After the Amsterdam incident that happened involving the delay of American
Express Card to approve his credit card purchases worth US$13,826.00 at the Coster
store, Pantaleon commenced a complaint for moral and exemplary damages before the
RTC against American Express. He said that he and his family experienced
inconvenience and humiliation due to the delays in credit authorization. RTC rendered a
decision in favor of Pantaleon. CA reversed the award of damages in favor of
Pantaleon, holding that AmEx had not breached its obligations to Pantaleon, as the
purchase at Coster deviated from Pantaleon's established charge purchase pattern.
(1) Whether or not AmEx had committed a breach of its obligations to Pantaleon.
(2)Whether or not AmEx is liable for damages.

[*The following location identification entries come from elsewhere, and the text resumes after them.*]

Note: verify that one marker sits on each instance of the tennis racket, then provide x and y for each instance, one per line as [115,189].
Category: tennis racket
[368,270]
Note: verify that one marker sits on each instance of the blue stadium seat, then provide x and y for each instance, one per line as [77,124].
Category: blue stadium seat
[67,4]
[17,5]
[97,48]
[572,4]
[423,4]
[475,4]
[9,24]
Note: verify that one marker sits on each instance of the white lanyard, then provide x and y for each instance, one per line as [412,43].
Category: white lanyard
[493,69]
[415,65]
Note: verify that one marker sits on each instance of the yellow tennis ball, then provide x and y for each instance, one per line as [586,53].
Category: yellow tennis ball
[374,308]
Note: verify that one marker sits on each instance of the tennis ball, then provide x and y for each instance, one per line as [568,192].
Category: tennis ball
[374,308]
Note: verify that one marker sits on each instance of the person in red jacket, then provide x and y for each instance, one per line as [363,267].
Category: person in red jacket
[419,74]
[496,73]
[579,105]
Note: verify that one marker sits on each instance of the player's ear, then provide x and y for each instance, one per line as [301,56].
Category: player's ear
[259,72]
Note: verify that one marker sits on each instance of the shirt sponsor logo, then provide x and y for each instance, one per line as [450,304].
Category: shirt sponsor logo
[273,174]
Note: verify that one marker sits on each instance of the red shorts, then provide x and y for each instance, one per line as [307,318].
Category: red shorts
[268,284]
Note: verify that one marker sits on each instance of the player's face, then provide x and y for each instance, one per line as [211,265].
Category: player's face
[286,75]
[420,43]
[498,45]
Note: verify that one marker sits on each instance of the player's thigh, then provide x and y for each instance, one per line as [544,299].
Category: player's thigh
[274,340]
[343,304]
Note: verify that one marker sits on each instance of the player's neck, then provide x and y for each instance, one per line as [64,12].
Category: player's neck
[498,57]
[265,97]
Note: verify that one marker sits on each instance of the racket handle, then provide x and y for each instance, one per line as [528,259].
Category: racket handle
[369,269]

(1)Yes. The popular notion that credit card purchases are approved within seconds,
there really is no strict, legally determinative point of demarcation on how long must it
take for a credit card company to approve or disapprove a customers purchase, much
less one specifically contracted upon by the parties. One hour appears to be patently
unreasonable length of time to approve or disapprove a credit card purchase.
Even assuming that AmExs credit authorizers did not have sufficient basis on hand to
make a judgment, we see no reason why it could not have promptly informed Pantaleon
the reason for the delay, and duly advised him that resolving the same could take some
(2) Yes. The reason why Pantaleon is entitled to damages is not simply because AmEx
incurred delay, but because the delay, for which culpability lies under Article 1170, led to
the particular injuries under Article 2217 of the Civil Code for which moral damages are
remunerative. The somewhat unusual attending circumstances to the purchase at
Coster that there was a deadline for the completion of that purchase by petitioner
before any delay would redound to the injury of his several traveling companions gave
rise to the moral shock, mental anguish, serious anxiety, wounded feelings and social
humiliation sustained by Pantaleon, as concluded by the RTC.